Who benefits and how?
One major impact for the community is alignment with international standards and approaches for FAIR data management. The platform we are building, promotes FAIR data by enabling sharing and reuse of the data within the community. Generated data will be stored and archived for long-term preservation and published in open data repositories to ensure findability and reusability of the data. This will benefit the CompBioMed researchers and the wider community.
Within the community we are working to promote EUDAT services for data management. We are implementing two workflows for data replication and data publication.
For data replication workflow and long-term preservation of the data we are using the EUDAT B2SAFE and B2HANDLE services. We plan to make a federation of the High Performance Computing (HPC) centers involved in the pilot (BSC, SURF and LRZ) in order to enable share and exchange of large data among institutions that are using those HPC facilities.

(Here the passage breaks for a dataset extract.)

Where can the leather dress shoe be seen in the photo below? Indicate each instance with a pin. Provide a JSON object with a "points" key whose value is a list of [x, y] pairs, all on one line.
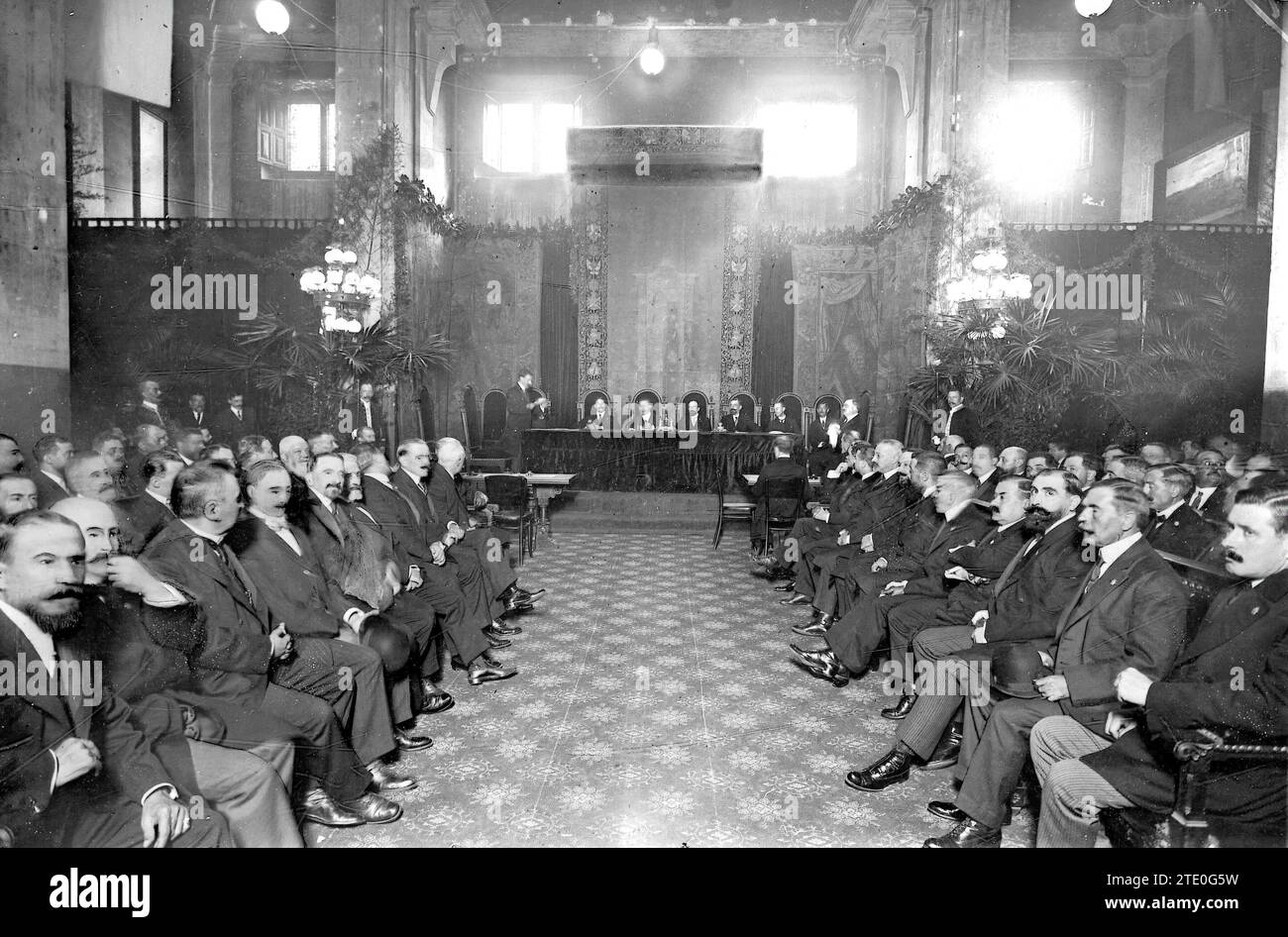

In the data publication workflow, the aim is to provide the possibility to publish the results of simulations or final data in an open data repository to be findable and accessible by the wider community in long-term. an own instance of B2SHARE will be deployed in UCL. The data generated in CompBioMed will be published in the B2SHARE instance being deployed at UCL.
We plan to make a B2SAFE federation of the HPC centers involved in CompBioMed to be able to transfer and replicate large data and store data for long-term preservation. SURF (Netherlands) run B2SAFE as a service in production and connected to tape archive in the backend for long-term preservation. This instance is also federated with BSAFE instance at LRZ (Germany). We are also deploying B2SAFE at BSC (Spain) and plan to federate that with the other centers.
We are also in the process of deploying B2SHARE data repository at UCL. A technical design and first setup is identified.